Isso tornaria os humanos seres muito frios, distantes, sem
interatividade social além do mundo virtual. Era algo que eu
estudava muito em 2002 na primeira versão da história em forma de
conto. Eu ainda estava na faculdade de comunicação. Agora, devido à
pandemia do novo coronavírus, o isolamento social virou uma
realidade distópica presente e isso tem rendido um bom retorno ao
livro.
Em
2022 haverá a próxima Copa do Mundo. Mas você a antecipou em
termos ficcionais com o seu primeiro romance, Fáfia: A
Copa do Mundo de 2022, publicado em 1999. O que você pode
dizer sobre o que especulou neste romance e a provável realidade de
2022? Você pretende relançar o livro para aproveitar o ensejo da
copa?
Sim,
eu planejo também relançar o Fáfia
em 2021. Já até fiz algumas correções no livro, mas realmente me
doeu os olhos em descobrir como o escritor de 22 que escreveu o Fáfia
em 1993 era fraco na hora de estruturar o enredo. Tinha muita coisa
que hoje para mim não fazia sentido. Eu sei que faz parte. Escrever
tem que ser algo contínuo e a gente vai melhorando a cada livro. No
quesito “profecias”, até que acertei muita coisa. Carros
falando, a China caminhando para se tornar a maior potência mundial,
o Brasil sendo campeão mundial mais duas vezes, uma crescente
preocupação com saúde e alimentação, banimento do cigarro e
obrigatoriedade do cinto de segurança, mas não previ o wifi
por exemplo e os hackers
do livro precisam se conectar em cabos telefônicos. Escrevi que o
Brasil teria um grande crescimento econômico,
mas sucumbiria por causa da corrupção e a população acabaria se
revoltando e escolhendo uma opção conservadora, no caso, o país se
tornou uma monarquia
parlamentarista. Estamos atualmente em risco de o país virar uma
monarquia bolsonarista.
Foi
onde eu cheguei mais perto. Mas desde o começo, a intenção era
brincar com essa coisa de você fazer previsões para um futuro
próximo e todo o pacote que vem com isso. Eu achava que erraria bem
mais. Ao menos não coloquei, por exemplo, carros voadores como no
filme De
Volta para o Futuro (1985).
A
minha dúvida era se eu simplesmente relançava com algumas correções
de estrutura ou se eu tentava corrigir as “profecias” que não
deram certo. Acho que isso seria trapaça. Pensei então em colocar o
livro para mais para frente, tipo, 2122. Mas seria perder tempo
demais. Então,
fica do jeito que está, é uma espécie de 90’s punk, como se a
tecnologia do início dos anos 1990 tivesse evoluído. Fáfia
sempre foi meu livro com mais pegada humorística e acho que se
encaixa bem em uma versão alternativa de 2022. Afinal, a gente nem
sabe se vai ter essa Copa. Duvido que hajam eventos esportivos ou
mesmo eventos de massa antes de uma vacina eficaz contra o Covid-19.
Sendo
um autor identificado com a terceira onda da FCB qual sua visão
sobre a condição atual do gênero no país e suas perspectivas, num
cenário que mostra um fandom fragmentado e
autores que publicam, mas continuam pouco notados no contexto
literário brasileiro?
Acho
que a Amazon.com acabou mudando radicalmente o cenário do mercado
brasileiro. Porque tínhamos várias editoras para um mercado muito
restrito. Poucas souberam “jogar o jogo” mas acredito que o
mercado de e-book
está prestes a encerrar a era das editoras e iniciar a era dos
autores. Pela primeira vez o autor está podendo pular etapas e
vender seu livro diretamente para o público e recebendo o dinheiro.

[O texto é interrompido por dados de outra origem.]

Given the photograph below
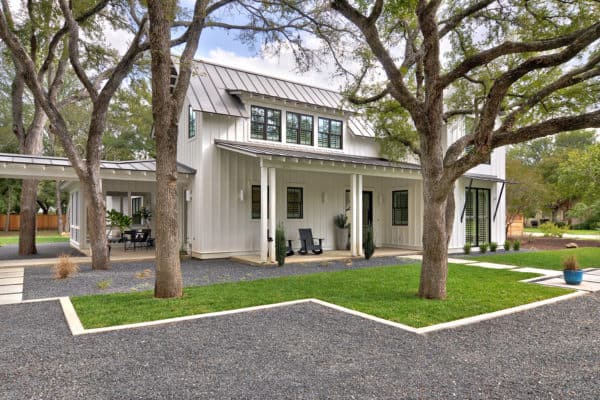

Hoje temo autores pouco conhecidos,
mas que conseguem até se sustentar com dinheiro dos livros, tudo
isso graças a Amazon.com. Acho que o mercado de livros de papel não
vai acabar, mas o e-book
vai ser o predominante em breve.
Para
encerrar nos fale sobre seus próximos projetos.
Assim
que lançar a continuação do Hegemonia
em junho, que vai se chamar Hegemonia:
Vellanda, devo me
dedicar a outro projeto que estou terminando que envolve terror
juvenil com folclore nacional. Algo no qual venho trabalhando também
desde 2010, mas que requer muita pesquisa e esbarrei neste problema.
Porque pesquisa demanda tempo e dinheiro. Eu não tinha nenhum dos
dois. Agora, com a pandemia, eu tenho tempo.
Excelente indicação de obra em tempos de pandemia, distanciamento social e negação científica.